3. There is no detectable error but blocks are different – replace first block with content of second
Adding more disks will of course increase reliability but usually only two are used.
Tertiary – Storage Structure
Tertiary storage is build with removable media such as diskettes and CD-ROMs. So tertiary storage devices are
floppy disk drives, CD, DVD drives. We all know basically how those devices work, so what is worth
mentioning is the technologies of future in this are, especially holographic storage. It uses laser light but in a
different way that today’s CDs, DVDs, so that in one flash of light extremely great amount of data can be
written to special media.
Removable media is mostly handles similarly to non-removable. When it is inserted it needs to be formatted,
and file system is generated. It is different with tape drives, where system presents it as raw medium.
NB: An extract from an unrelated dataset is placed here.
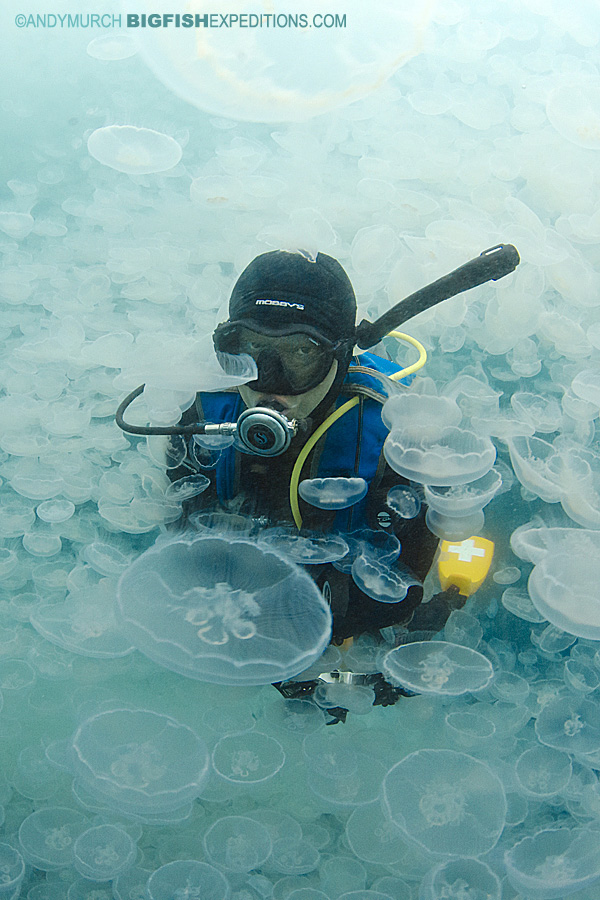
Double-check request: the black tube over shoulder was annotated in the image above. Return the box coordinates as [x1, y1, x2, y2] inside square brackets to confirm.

Program
does not open files on tape, it opens whole device. Tape drives are usually reserved for only one application at
time because of its long seek time. It may also be a problem to read data from tape since program making
backup of system manages files in its own way. Other program may do it differently and it will not be able to
read this backup. Also updating backup on tape is problematic since writing something in the middle of tape
will make all data after this point unreadable!
Lessons learned
Harish:
After starting to write my part of the deliverable, I found that it is very difficult to express all the concepts and
my viewpoints in such a concise manner (to fit the page limit which we overshoot last time too), and to do this
without losing much detail, it’s even more a tough job to do! Anyway, I've tried my best to explain as much as I
can within the page limit recommended. Hope you'll like it Anna :)
Andrew:
I think that the new system of having things done well before deadline has worked well...I felt much less
stressed not having to be up all night doing assignments and was pleased to have it done by midnight
Rickard:
I have also had big problems describing the subjects without exceeding the length limit. I think that the quality
of my work is not what it could have been, because I could not get the core of the subject covered and still
explain how it works. I also got a bit disappointed on the book, because I think that it didn’t cover some
essential parts enough, like the usage of STREAMS. Like Andrew, I am pleased we started off earlier this time.